El sol de la tarde se colaba por los ventanales de la oficina, proyectando sombras alargadas sobre el escritorio de Isabel. Sus dedos tamborileaban distraídamente sobre la superficie pulida mientras su mente divagaba, recordando a cada uno de los miembros de la familia Allende. Durante años, había seguido sus vidas desde la distancia, atenta a cada noticia, a cada movimiento.
Paulina observó a su amiga con curiosidad. Un brillo de comprensión atravesó su mirada antes de hablar.
—Me sorprende lo bien que te llevas con los Allende. Es como si siempre hubieras sido parte de ellos.
Isabel dejó escapar un suspiro, sus hombros relajándose casi imperceptiblemente al pensar en su familia adoptiva. La tensión en su rostro se suavizó.
—Es diferente. Me adoptaron cuando era apenas una bebé —sus labios se curvaron en una sonrisa nostálgica—. Crecí con ellos.
—Claro, ¿quién no se encariñaría con una bebé tan adorable? —Paulina ladeó la cabeza, estudiando el perfil de su amiga.
Un silencio contemplativo se instaló entre ambas. La luz del atardecer bañaba la oficina en tonos dorados, creando un ambiente íntimo para su conversación.
"El cariño verdadero nace del corazón", pensó Paulina, observando cómo Isabel se perdía en sus pensamientos. "Isabel se ha ganado su lugar en esa familia con cada gesto, con cada momento compartido".
El rostro de Isabel se endureció al recordar a Iris. Desde que los Galindo la habían encontrado, esa mujer no había hecho más que causarle problemas. La hostilidad había sido inmediata, como si Iris hubiera decidido destruirla desde el primer momento.
La injusticia de la situación pesaba en el ambiente. Los Galindo, su supuesta familia biológica, la habían acusado sin fundamento, desarrollando prejuicios contra ella sin darle una oportunidad real. Nunca le mostraron la sinceridad que merecía desde que la "recuperaron".
Isabel, acostumbrada al amor incondicional de los Allende, naturalmente había encontrado difícil lidiar con esa falsa calidez.
Se levantó abruptamente, tomando su bolso de diseñador. Su postura revelaba que no deseaba seguir hablando de los Galindo.
—Vamos a comer algo.
Paulina asintió, respetando el deseo de su amiga de cambiar de tema. Sin embargo, una sonrisa traviesa se dibujó en sus labios.
—Por cierto, Sebastián anda como loco buscando al dueño de Chalet Eco del Bosque. Me muero por ver su cara cuando descubra que eres tú.
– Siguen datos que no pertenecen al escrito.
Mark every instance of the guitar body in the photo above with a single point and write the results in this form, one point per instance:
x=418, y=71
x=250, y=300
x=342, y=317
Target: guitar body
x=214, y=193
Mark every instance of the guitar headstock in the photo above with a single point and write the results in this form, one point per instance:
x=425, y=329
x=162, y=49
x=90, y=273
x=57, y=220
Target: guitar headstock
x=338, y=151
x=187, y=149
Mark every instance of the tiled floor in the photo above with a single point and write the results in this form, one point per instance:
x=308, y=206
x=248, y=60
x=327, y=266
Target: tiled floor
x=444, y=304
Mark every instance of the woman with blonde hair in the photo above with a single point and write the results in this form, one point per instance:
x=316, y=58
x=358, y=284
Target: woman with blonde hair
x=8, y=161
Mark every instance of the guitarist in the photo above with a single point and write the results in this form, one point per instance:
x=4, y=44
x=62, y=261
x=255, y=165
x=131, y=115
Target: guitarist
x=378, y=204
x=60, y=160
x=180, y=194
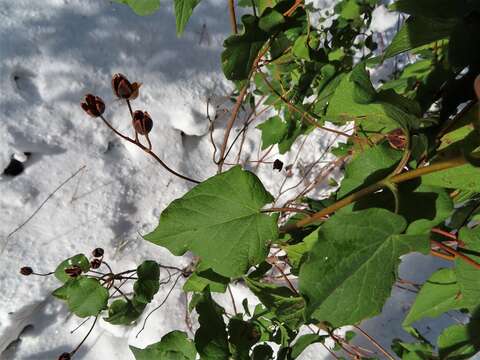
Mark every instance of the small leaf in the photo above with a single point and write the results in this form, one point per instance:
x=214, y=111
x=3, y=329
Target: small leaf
x=355, y=256
x=147, y=285
x=183, y=11
x=241, y=50
x=173, y=346
x=220, y=221
x=79, y=260
x=142, y=7
x=211, y=337
x=273, y=131
x=441, y=293
x=86, y=297
x=286, y=306
x=305, y=341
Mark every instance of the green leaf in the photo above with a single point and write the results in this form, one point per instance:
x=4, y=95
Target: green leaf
x=468, y=276
x=241, y=50
x=220, y=221
x=79, y=260
x=355, y=257
x=368, y=167
x=418, y=31
x=199, y=280
x=441, y=293
x=305, y=341
x=121, y=312
x=211, y=337
x=460, y=341
x=183, y=11
x=147, y=285
x=142, y=7
x=242, y=336
x=464, y=177
x=173, y=346
x=287, y=306
x=86, y=297
x=273, y=131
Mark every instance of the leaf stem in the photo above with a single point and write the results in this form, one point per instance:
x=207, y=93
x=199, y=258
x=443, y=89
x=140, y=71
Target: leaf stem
x=396, y=179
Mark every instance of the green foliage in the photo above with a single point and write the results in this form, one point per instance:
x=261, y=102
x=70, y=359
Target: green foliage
x=174, y=345
x=220, y=206
x=355, y=256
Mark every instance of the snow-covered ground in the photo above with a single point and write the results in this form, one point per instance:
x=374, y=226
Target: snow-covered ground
x=54, y=51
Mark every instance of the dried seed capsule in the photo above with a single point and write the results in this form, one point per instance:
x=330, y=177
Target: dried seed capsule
x=65, y=356
x=95, y=263
x=277, y=165
x=123, y=88
x=98, y=252
x=73, y=271
x=93, y=105
x=26, y=270
x=142, y=122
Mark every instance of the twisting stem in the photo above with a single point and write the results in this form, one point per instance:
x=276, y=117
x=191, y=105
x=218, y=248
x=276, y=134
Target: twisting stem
x=148, y=151
x=409, y=175
x=233, y=17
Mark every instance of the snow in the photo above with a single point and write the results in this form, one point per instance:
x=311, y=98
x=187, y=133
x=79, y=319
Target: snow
x=55, y=51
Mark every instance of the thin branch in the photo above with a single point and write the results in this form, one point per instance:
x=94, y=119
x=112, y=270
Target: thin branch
x=148, y=151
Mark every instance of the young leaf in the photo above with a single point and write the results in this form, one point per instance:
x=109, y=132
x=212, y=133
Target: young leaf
x=286, y=306
x=355, y=257
x=460, y=341
x=418, y=31
x=441, y=293
x=211, y=338
x=142, y=7
x=86, y=297
x=220, y=221
x=173, y=346
x=305, y=341
x=147, y=285
x=79, y=260
x=273, y=131
x=241, y=50
x=183, y=11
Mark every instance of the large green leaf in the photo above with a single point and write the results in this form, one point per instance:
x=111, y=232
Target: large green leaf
x=418, y=31
x=86, y=297
x=460, y=341
x=220, y=221
x=241, y=50
x=142, y=7
x=369, y=166
x=467, y=275
x=211, y=337
x=350, y=270
x=441, y=293
x=173, y=346
x=287, y=306
x=183, y=11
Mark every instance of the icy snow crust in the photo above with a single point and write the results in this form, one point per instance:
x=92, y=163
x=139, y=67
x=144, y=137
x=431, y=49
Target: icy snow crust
x=52, y=53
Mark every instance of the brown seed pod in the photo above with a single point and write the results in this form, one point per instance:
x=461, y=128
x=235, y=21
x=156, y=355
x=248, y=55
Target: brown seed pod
x=98, y=252
x=93, y=105
x=26, y=270
x=95, y=263
x=73, y=271
x=142, y=122
x=123, y=88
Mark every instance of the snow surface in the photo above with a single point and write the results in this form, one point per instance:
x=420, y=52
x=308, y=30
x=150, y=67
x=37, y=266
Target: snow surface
x=53, y=52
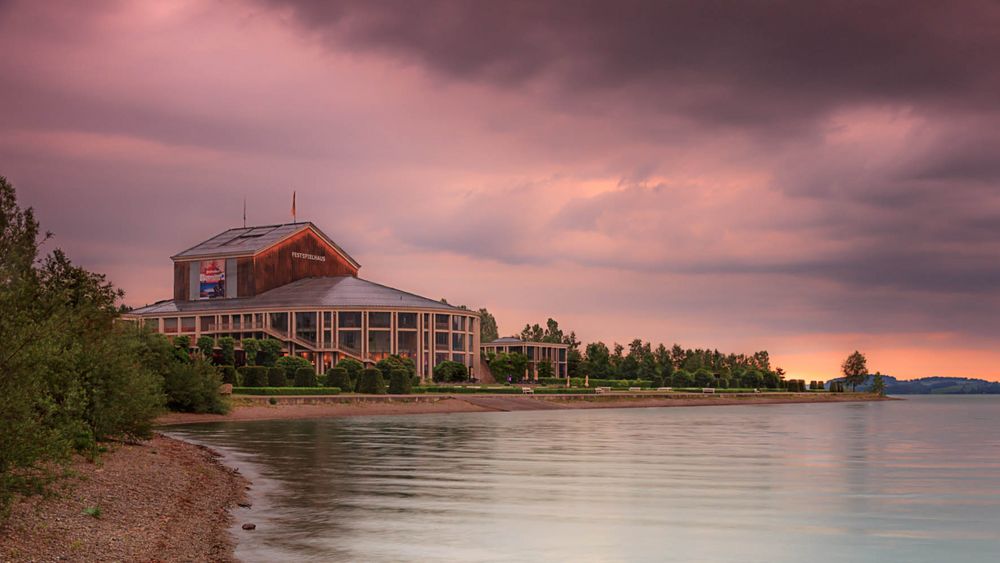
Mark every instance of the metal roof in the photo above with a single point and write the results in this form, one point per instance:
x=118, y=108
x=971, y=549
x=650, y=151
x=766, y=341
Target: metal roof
x=251, y=240
x=319, y=292
x=515, y=340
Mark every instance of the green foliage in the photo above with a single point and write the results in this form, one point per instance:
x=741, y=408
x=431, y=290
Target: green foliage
x=206, y=345
x=488, y=331
x=286, y=391
x=276, y=377
x=227, y=350
x=305, y=377
x=507, y=367
x=371, y=382
x=229, y=375
x=353, y=367
x=255, y=376
x=855, y=369
x=68, y=376
x=194, y=387
x=338, y=377
x=251, y=348
x=291, y=363
x=451, y=372
x=395, y=361
x=400, y=382
x=270, y=351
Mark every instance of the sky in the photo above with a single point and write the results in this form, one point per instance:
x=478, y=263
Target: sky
x=808, y=178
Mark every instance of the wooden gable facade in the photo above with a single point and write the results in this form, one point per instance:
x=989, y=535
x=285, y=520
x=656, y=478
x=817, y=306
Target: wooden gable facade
x=304, y=254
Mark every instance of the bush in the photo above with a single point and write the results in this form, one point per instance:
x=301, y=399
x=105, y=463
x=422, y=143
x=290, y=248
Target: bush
x=371, y=382
x=399, y=382
x=286, y=391
x=353, y=367
x=292, y=363
x=229, y=375
x=305, y=377
x=338, y=377
x=194, y=387
x=276, y=377
x=451, y=372
x=254, y=376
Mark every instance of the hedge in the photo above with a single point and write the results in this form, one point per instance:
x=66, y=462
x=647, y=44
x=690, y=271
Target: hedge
x=399, y=381
x=305, y=377
x=277, y=377
x=286, y=390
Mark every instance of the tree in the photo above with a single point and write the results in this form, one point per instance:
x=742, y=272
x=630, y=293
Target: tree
x=206, y=345
x=878, y=384
x=488, y=330
x=251, y=347
x=855, y=369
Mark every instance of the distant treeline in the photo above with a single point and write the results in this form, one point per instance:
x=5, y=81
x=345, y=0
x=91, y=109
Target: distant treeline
x=934, y=386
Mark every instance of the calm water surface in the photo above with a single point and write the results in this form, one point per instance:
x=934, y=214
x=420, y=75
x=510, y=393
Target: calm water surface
x=914, y=480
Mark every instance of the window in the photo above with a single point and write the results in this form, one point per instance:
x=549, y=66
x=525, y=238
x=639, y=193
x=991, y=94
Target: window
x=406, y=320
x=350, y=341
x=406, y=343
x=349, y=319
x=379, y=344
x=279, y=322
x=380, y=320
x=441, y=340
x=305, y=326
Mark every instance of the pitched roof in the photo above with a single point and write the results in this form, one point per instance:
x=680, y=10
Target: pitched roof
x=245, y=241
x=320, y=292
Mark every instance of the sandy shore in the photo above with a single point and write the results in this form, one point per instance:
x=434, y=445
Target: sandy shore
x=162, y=500
x=292, y=407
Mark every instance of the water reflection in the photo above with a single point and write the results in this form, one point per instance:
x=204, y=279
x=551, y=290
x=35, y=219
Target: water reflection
x=915, y=480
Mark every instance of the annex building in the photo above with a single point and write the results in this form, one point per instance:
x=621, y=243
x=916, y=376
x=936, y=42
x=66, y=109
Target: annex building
x=291, y=282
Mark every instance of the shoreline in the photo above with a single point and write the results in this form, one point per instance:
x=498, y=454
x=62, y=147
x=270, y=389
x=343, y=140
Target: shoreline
x=163, y=499
x=253, y=408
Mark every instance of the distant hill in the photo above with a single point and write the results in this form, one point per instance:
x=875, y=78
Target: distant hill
x=934, y=386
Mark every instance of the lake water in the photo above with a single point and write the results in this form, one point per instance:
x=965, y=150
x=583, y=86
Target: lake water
x=913, y=480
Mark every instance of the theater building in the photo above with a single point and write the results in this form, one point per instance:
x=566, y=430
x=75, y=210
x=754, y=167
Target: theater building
x=293, y=283
x=537, y=352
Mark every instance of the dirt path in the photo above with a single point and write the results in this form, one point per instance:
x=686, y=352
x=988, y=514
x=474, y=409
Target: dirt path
x=163, y=500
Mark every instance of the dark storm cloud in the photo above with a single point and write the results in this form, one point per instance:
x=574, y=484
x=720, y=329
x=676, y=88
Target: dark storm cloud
x=764, y=64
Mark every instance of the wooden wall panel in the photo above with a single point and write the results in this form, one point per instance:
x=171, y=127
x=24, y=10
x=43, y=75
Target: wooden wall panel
x=277, y=266
x=181, y=280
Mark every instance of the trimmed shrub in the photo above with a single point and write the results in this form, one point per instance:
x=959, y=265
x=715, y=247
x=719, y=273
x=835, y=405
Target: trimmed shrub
x=451, y=372
x=371, y=382
x=399, y=382
x=254, y=376
x=305, y=377
x=229, y=375
x=353, y=367
x=338, y=377
x=276, y=377
x=292, y=363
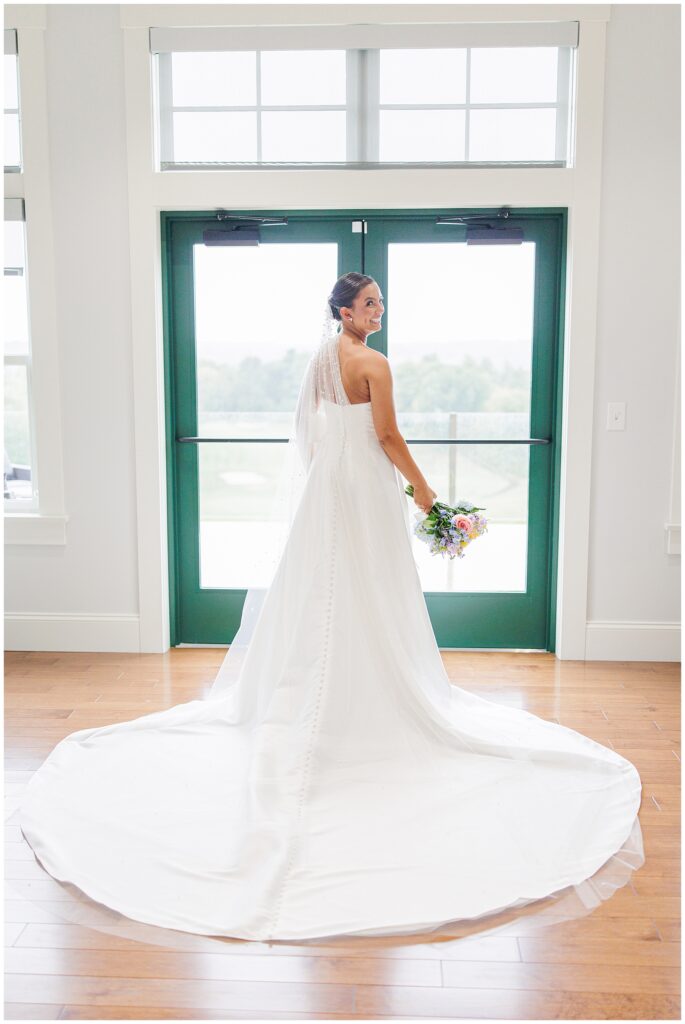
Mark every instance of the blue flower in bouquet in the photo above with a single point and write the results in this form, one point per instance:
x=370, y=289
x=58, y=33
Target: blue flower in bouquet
x=446, y=529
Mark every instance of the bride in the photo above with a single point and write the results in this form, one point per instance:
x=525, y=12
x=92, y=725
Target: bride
x=333, y=780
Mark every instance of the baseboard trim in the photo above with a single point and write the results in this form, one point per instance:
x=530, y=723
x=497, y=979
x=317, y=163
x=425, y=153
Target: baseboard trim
x=638, y=641
x=73, y=632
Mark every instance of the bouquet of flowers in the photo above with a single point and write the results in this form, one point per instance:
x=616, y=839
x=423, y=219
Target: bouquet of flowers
x=447, y=529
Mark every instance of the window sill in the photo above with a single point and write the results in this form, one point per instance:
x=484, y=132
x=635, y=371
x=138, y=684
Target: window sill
x=31, y=527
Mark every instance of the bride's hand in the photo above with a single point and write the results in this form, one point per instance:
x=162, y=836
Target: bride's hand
x=424, y=498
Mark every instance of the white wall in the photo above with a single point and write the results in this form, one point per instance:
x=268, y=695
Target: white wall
x=95, y=571
x=632, y=579
x=57, y=596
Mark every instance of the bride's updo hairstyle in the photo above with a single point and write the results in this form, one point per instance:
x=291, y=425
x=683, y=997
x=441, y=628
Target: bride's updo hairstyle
x=346, y=290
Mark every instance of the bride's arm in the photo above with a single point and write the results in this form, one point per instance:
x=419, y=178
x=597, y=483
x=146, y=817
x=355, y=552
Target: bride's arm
x=385, y=422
Isabel puso los ojos en blanco, un gesto que mezclaba diversión y desprecio.
—Ni se te ocurra decirle. Que siga haciendo el ridículo.
—No lo niegues —Paulina soltó una carcajada que llenó la oficina—. Sebastián parece un completo idiota.
Salieron juntas, sus tacones resonando sobre el piso de mármol. Apenas se habían alejado cuando Carmen llegó al edificio. Marina, la recepcionista, intentó contactar a Isabel, pero su celular estaba en silencio.
...
El restaurante elegido por Isabel era uno de esos lugares exclusivos del centro, donde la privacidad era tan importante como la calidad de la comida. La luz tenue creaba una atmósfera íntima alrededor de su mesa apartada.
Isabel detuvo el movimiento de sus cubiertos, su atención completamente captada por las palabras de su amiga.
—Ayer fui al hospital a ver a mi sobrina que tenía fiebre —continuó Paulina—. Y no vas a creer lo que vi.
—¿Qué viste? —Isabel se inclinó también hacia adelante, intrigada.
—Vi a Valerio con una mujer. Llevaba en brazos a un niño como de dos o tres años.
Isabel guardó silencio, procesando la información. Un niño de esa edad coincidiría exactamente con el hijo de Valerio.
—El niño se parece mucho a él —añadió Paulina—. Tiene sus mismos rasgos.
—¿Te acercaste a ver mejor?
Paulina negó con la cabeza, un escalofrío recorriendo su espalda.
—¿Estás loca? El parecido era obvio incluso desde lejos —hizo una pausa, bajando aún más la voz—. Además, ¿te imaginas si Valerio me hubiera visto? No quiero ni pensar en lo que sería capaz de hacer para mantener su secreto.
Isabel asintió, comprendiendo perfectamente el peligro que implicaba meterse en los asuntos de los Galindo.